The SSSmod had a mean bias of +2.74  PSU when compared with in situ measurements. There was also large variance in SSSmod, with a SD of 1.99 PSU (Table 2). The mean bias of SSSsat was +0.90  PSU. The largest SD of the biases was 1.42 PSU, which was observed for SSSsat (Table 2). Similarly, SSSmod had a maximum RMSE of 3.38 PSU, whereas the RSME of the satellite was 1.68 PSU. This suggests that neither the model nor the satellite captured SSS well, and moreover, the model significantly underperformed the satellite. SSSmod and SSSsat had d-index values of only 0.31 and 0.40, respectively, indicating low agreement between both model and satellite and in situ SSS measurements. Additionally, both SSSmod (CCC of 0.45) and SSSsat (CCC of 0.52) had weaker concordance correlations than they did with SST. We discuss several possible reasons for the poor model performance in the next section.

3.2.

Spatial Variability in SST and SSS Biases

Model SST products seem to have a positive bias. Most model SST grid points were overestimated by between +0.5°C and +2.7°C. This indicates that model SSTs were generally warmer than the observations [Fig. 4(a)]. The warm bias was strongest near the southeastern coastlines of the northern BoB, over the continental shelf region. While most of the model biases were warm, negative (cold) biases of relatively smaller magnitude (1.0°C to 1.5°C) were also noticed in the study area. Fourteen station locations had small model SST biases (between 0.5°C and +0.5°C), and we consider those locations to be similar to the in situ measurements. While model SST biases were mostly positive, satellite SSTs [Fig. 4(b)] had predominately negative biases, ranging from 0.5°C to 1.5°C, with only six points depicting strong positive bias (+1.0°C to +2.7°C). Both positive and negative SSTsat biases did not have any distinct spatial pattern, and both were somewhat evenly dispersed on two fringes of the continental shelf of the bay. Overall, eight station locations had satellite SST small biases (between 0.5°C and +0.5°C).

Fig. 4

The bias of (a) model and (b) satellite were compared with in situ measurements of SST over the continental shelf of the northern BoB. Points were categorically plotted where positive and negative biases are illustrated with red and blue points, accordingly. The deeper the corresponding color is, the higher the biases of corresponding color is.

JARS_16_1_018502_f004.png

The salinity analysis revealed both positive (i.e., salty) and negative (i.e., fresh) biases over the region. SSSmod [Fig. 5(a)] had a mostly positive bias, with only three points having a negative bias. Most of the overestimations (24 stations) were between +0.5 and +4.0  PSU. The saltiest model overestimations (+4.0 to +7.5  PSU) were found in the eastern region of the study area.

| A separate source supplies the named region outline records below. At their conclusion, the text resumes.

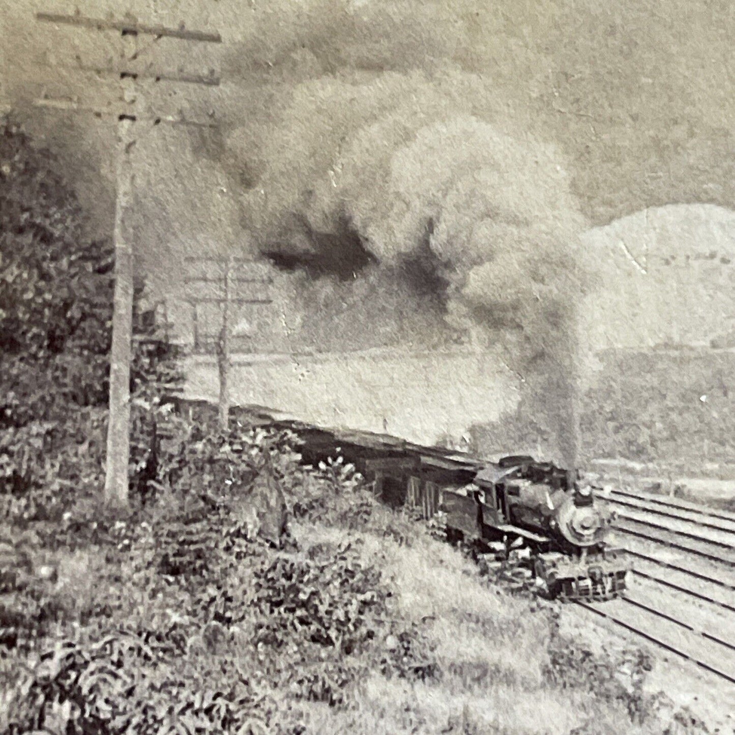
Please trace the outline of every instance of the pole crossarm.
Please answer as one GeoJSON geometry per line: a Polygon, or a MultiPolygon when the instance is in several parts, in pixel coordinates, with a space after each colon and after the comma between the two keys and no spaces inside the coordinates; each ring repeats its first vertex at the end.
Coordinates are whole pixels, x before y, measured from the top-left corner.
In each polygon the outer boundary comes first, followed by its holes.
{"type": "Polygon", "coordinates": [[[205,87],[219,87],[222,81],[213,71],[208,74],[189,74],[182,71],[174,74],[173,72],[168,71],[151,71],[150,69],[136,71],[133,68],[123,66],[113,66],[112,65],[107,66],[89,66],[85,64],[62,65],[60,64],[51,64],[47,62],[39,62],[39,65],[52,69],[60,69],[62,71],[85,71],[87,74],[96,74],[98,76],[107,74],[112,76],[119,76],[121,79],[126,78],[132,79],[153,79],[156,82],[170,82],[176,84],[203,85],[205,87]]]}
{"type": "MultiPolygon", "coordinates": [[[[139,112],[136,86],[139,76],[152,77],[157,82],[166,80],[177,82],[204,84],[215,86],[219,79],[213,72],[209,76],[157,73],[148,66],[141,72],[129,71],[132,61],[138,58],[140,35],[154,37],[151,45],[159,38],[169,37],[184,40],[220,43],[218,33],[187,30],[184,24],[178,29],[163,26],[152,26],[138,23],[126,17],[121,21],[101,20],[87,18],[77,12],[74,15],[37,12],[38,21],[54,24],[65,24],[93,30],[114,30],[122,36],[121,59],[118,68],[113,62],[107,69],[90,69],[102,73],[115,74],[119,76],[121,99],[107,105],[80,104],[79,98],[51,98],[45,92],[34,101],[39,107],[62,110],[86,112],[96,118],[112,118],[118,123],[118,149],[115,173],[117,195],[115,197],[115,292],[113,294],[112,346],[110,348],[110,413],[107,425],[107,461],[105,467],[104,496],[108,501],[126,504],[128,502],[130,458],[130,371],[132,361],[133,309],[135,252],[133,236],[123,226],[126,212],[132,206],[134,197],[133,165],[131,153],[136,142],[135,131],[140,123],[149,121],[153,125],[168,123],[172,125],[218,128],[213,118],[198,121],[187,119],[179,109],[178,115],[156,115],[147,110],[143,115],[139,112]],[[123,104],[124,103],[124,104],[123,104]]],[[[81,68],[79,71],[85,71],[81,68]]],[[[225,335],[226,337],[226,335],[225,335]]]]}
{"type": "Polygon", "coordinates": [[[96,107],[93,105],[80,104],[74,100],[65,99],[63,98],[41,97],[33,101],[33,105],[36,107],[51,107],[53,110],[68,110],[75,112],[90,112],[93,116],[101,120],[107,118],[110,120],[129,120],[132,122],[151,123],[153,125],[159,125],[161,123],[166,123],[169,125],[184,125],[197,128],[218,128],[220,123],[216,121],[201,121],[188,120],[183,115],[176,116],[173,115],[148,115],[143,117],[139,115],[132,115],[125,110],[129,107],[121,106],[119,110],[109,108],[96,107]]]}
{"type": "Polygon", "coordinates": [[[179,28],[168,28],[165,26],[149,26],[137,21],[114,21],[102,18],[87,18],[85,15],[65,15],[54,12],[37,12],[36,18],[46,23],[62,24],[68,26],[79,26],[98,31],[120,31],[124,35],[145,35],[151,36],[179,38],[182,40],[204,41],[210,43],[221,43],[222,37],[218,33],[206,31],[187,30],[184,24],[179,28]]]}

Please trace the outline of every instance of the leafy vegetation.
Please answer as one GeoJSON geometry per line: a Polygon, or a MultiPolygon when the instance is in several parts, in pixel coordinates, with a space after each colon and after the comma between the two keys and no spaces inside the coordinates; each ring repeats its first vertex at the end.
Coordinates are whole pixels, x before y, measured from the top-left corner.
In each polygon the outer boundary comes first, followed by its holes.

Model biases between 0.5 and +0.5  PSU were considered small, but unlike SSTmod where 14 stations had small biases, only two stations had small SSSmod biases. SSSmod featured a distinct longitudinal variation in bias, where the salinity overestimations occurred in the eastern BoB and underestimations occurred in the western BoB. In contrast to model salinity, the satellite salinity had an opposite pattern: a positive or saltier bias (+0.5 to +2  PSU) in the west and fresher or negative bias (0.5 to 2.1  PSU) in the eastern areas of the study area [Fig. 5(b)]. Moreover, positive satellite SSSsat salinity overestimations were generally much smaller in magnitude (<2  PSU) than the model biases, particularly in the eastern part of the BoB. Finally, SSSsat had 12 stations with small over or underestimations (between 0.5 and +0.5  PSU).

Fig. 5

As in Fig. 4, but for the bias of (a) model and (b) satellite SSS compared with in situ measurements, where positive and negative biases are represented by green and brown respectively.

JARS_16_1_018502_f005.png

4.

Discussion

The primary goal of this study was to evaluate model and satellite SST and SSS products in the northern BoB. We accomplished that goal by comparing both model output and satellite measurements with in situ surface observations obtained during three cruises: January 2016 to February 2016, December 2018, and January 2020 to March 2020. To the best of our knowledge, this is the first comparative study using these recent datasets in this part of the BoB. Our results suggest that among all the products considered, the model and satellite SST products best matched with the in situ measurements over the northern BoB. However, model output and satellite measurements of salinity did not agree at all with the in situ observations over the northern BoB. Our results agree with other comparative studies performed in coastal areas, who also found low biases and high correlations between in situ SST and model and satellite SST24,29 along with high biases and low correlations between in situ SSS and model and satellite SSS.72

Recent work suggests the introduction of new parameterizations in the NEMO model, such as additional dynamic height statistics and assimilations from several sources, can explain the agreement with in situ measurements.80 Despite the reports of larger biases in SSTsat in different shelf regions, including off the coasts of China,81 South Africa,82 the United States,83,84 and Western Australia,85,86 the continental shelf areas of the BoB features significantly smaller bias in SSTsat. Calculated model (0.68) and satellite (0.65) d-index values for SST in this study suggest both model and satellite SSTs agreed well with the in situ measurements made during the cruise. We found RMSE for SSTmod and SSTsat to be 1.05°C and 1.07°C, respectively, which are larger than the global average RMSE of 0.4°C calculated by Brasnett,87 but smaller than the values (1.5°C) reported by Chen and Hu.88 The larger RMSE temperature values are possibly explained by small-scale horizontal temperature gradients not captured well by the model or resolved well by the satellite.25 Steep gradients typically exist between the northern and southern part of the BoB,89 and those are sometimes poorly represented in either satellite or model output. Indeed, the RSME was larger in regions where the climatological SST gradient is larger and smaller in regions where the gradient tends to be smaller. Nevertheless, the CCC calculation affirmed that both SSTmod and SSTsat agreed with in situ SST: SSTmod (CCC=0.92) and SSTsat (CCC=0.92). This good fit could possibly be attributed to one of the inherent characteristics of the AVHRR satellite’s IR sensor, as IR sensors can retrieve SST within 1 km of the coastline. Most of the stations in this study were more than 1 km from the coastline.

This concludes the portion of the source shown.